June Panic spent six years during the early 1990s crafting 14 lyrically disturbed and sonically self-mutilated albums that would make him the closest thing to an underground rock songwriting celebrity that the Dakotas would bear during this era otherwise obsessed with grunge. While scratching an itch for Dylan that could not be alleviated, June willed his bedroom songs into musical nuggets that find tonal residence between the hazy fog of Ween and Sebadoh, the great white isolationism of Eric’s Trip, and the everything-and-the-kitchen-sink production style of ’80s-era Prince.

The material embodied on Songs From Purgatory was recorded in vans, dank basements and tiny apartments in Grand Forks & Fargo, North Dakota using crappy microphones on an even crappier 4-track machine. This body of work showcases a songwriting and producing talent that perhaps was only commercially held back by its medium – one which he initially embraced as a matter of necessity, but eventually grew to deliberately embrace with the zeal of a lo-fi revolutionary. According to June, “Over time, I came to appreciate the sounds I was getting, and it dawned on me that recording in an expensive studio is not somehow inherently superior to ‘lo-fi’ recordings – it is simply a different medium.”
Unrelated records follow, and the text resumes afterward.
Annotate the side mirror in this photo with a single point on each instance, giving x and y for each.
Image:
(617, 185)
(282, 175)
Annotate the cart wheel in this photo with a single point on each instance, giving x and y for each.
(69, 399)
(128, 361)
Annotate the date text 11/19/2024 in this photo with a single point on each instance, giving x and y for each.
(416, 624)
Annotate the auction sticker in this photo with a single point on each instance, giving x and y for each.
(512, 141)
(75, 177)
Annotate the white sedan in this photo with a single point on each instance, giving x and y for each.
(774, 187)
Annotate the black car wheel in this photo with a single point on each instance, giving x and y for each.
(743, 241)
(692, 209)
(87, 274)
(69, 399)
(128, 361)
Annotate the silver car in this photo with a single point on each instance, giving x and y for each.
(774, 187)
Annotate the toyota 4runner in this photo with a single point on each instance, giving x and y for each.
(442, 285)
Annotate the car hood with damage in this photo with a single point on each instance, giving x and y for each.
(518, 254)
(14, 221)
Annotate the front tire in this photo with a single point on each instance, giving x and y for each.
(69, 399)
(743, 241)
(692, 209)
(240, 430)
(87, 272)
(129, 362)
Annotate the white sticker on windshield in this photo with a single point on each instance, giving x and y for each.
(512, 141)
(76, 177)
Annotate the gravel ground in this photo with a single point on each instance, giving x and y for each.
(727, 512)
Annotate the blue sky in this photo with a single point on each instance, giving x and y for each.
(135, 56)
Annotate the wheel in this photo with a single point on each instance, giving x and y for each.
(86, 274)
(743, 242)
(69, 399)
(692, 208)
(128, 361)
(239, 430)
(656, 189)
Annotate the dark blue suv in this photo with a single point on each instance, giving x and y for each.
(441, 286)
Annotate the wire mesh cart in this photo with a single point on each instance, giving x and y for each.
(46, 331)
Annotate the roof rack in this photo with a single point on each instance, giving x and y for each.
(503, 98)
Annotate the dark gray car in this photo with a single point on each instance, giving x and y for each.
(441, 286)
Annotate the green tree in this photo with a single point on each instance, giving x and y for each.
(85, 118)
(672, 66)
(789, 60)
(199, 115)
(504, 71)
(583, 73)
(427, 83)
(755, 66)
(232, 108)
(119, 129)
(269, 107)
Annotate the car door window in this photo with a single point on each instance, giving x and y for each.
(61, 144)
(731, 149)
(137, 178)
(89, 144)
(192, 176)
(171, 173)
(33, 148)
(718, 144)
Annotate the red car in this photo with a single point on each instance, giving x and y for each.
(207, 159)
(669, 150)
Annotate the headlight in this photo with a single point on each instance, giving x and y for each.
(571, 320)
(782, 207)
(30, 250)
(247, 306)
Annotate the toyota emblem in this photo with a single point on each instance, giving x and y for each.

Originally released as cassette-only albums on his own label 3 Out Of 4 Records, June’s master tapes were almost destroyed in the Great Flood of 1997 that consumed Grand Forks. Over 200 master tapes sat submerged under the murky Red River water for several days in his parents’ basement until saved through a painstaking cleansing process that is hilariously documented in the liner notes to this collection. Brought into this world by June, taken out by the Flood, then brought back by June, these songs have been re-mastered by the able hands of the iconic KRAMER.